Nuestra ciudad vivió un extenso período de crecimiento inmobiliario iniciado en el año 2003. Sin embargo, dicho proceso se encuentra ligado a una tendencia marcada por la segregación urbana y las dificultades de acceso a la vivienda.
Es importante destacar que las complejidades del mercado inmobiliario y de alquileres no responden únicamente a una particularidad específica de La Plata, sino que se sostienen sobre elementos estructurales de la economía argentina en general, combinados con una coyuntura de elevada inflación y de fragilización del mercado laboral.
Parece pertinente mencionar a su vez que las dificultades en el acceso a la vivienda son aún mayores para grupos estructuralmente más vulnerables.
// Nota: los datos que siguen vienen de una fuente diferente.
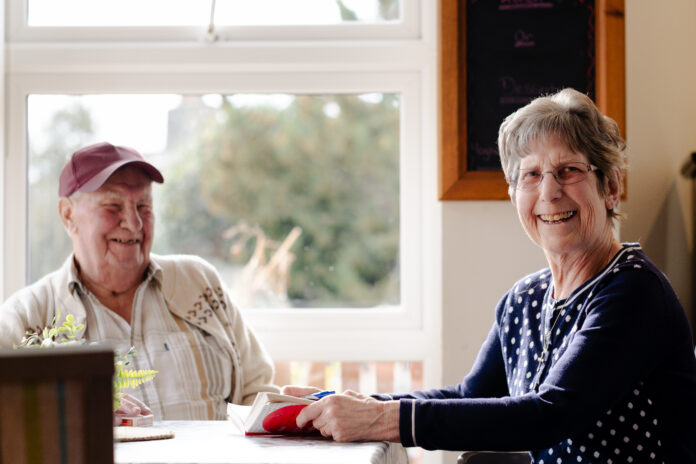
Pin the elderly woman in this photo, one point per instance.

Es el caso de las mujeres y las personas trans y travestis, fundamentalmente, si tienen personas a cargo y si son migrantes. Las condiciones de fragilidad de este grupo poblacional son producidas por la brecha de ingresos formales e informales, la mayor precarización laboral y el mayor nivel de desocupación por género, entre otras.
A la espera de los datos definitivos y completos del Censo 2022 para La Plata, es posible aproximar la dimensión del problema inmobiliario mediante información complementaria de la ciudad, que se destaca como la cuarta ciudad de la Argentina y la segunda localidad más grande de la provincia de Buenos Aires de acuerdo al tamaño de su población. Nuestra ciudad registró, según los datos preliminares del Censo 2022, 772.618 personas y 328.904 viviendas particulares. De este modo, se estima una razón teórica de 2,35 personas por vivienda.
Por su parte, el Censo 2010 había arrojado una razón de 2,52 personas por vivienda. La reducción de esta variable se debe a que la cantidad de viviendas particulares se incrementó en un 27%, mientras que la población lo hizo en un 18%.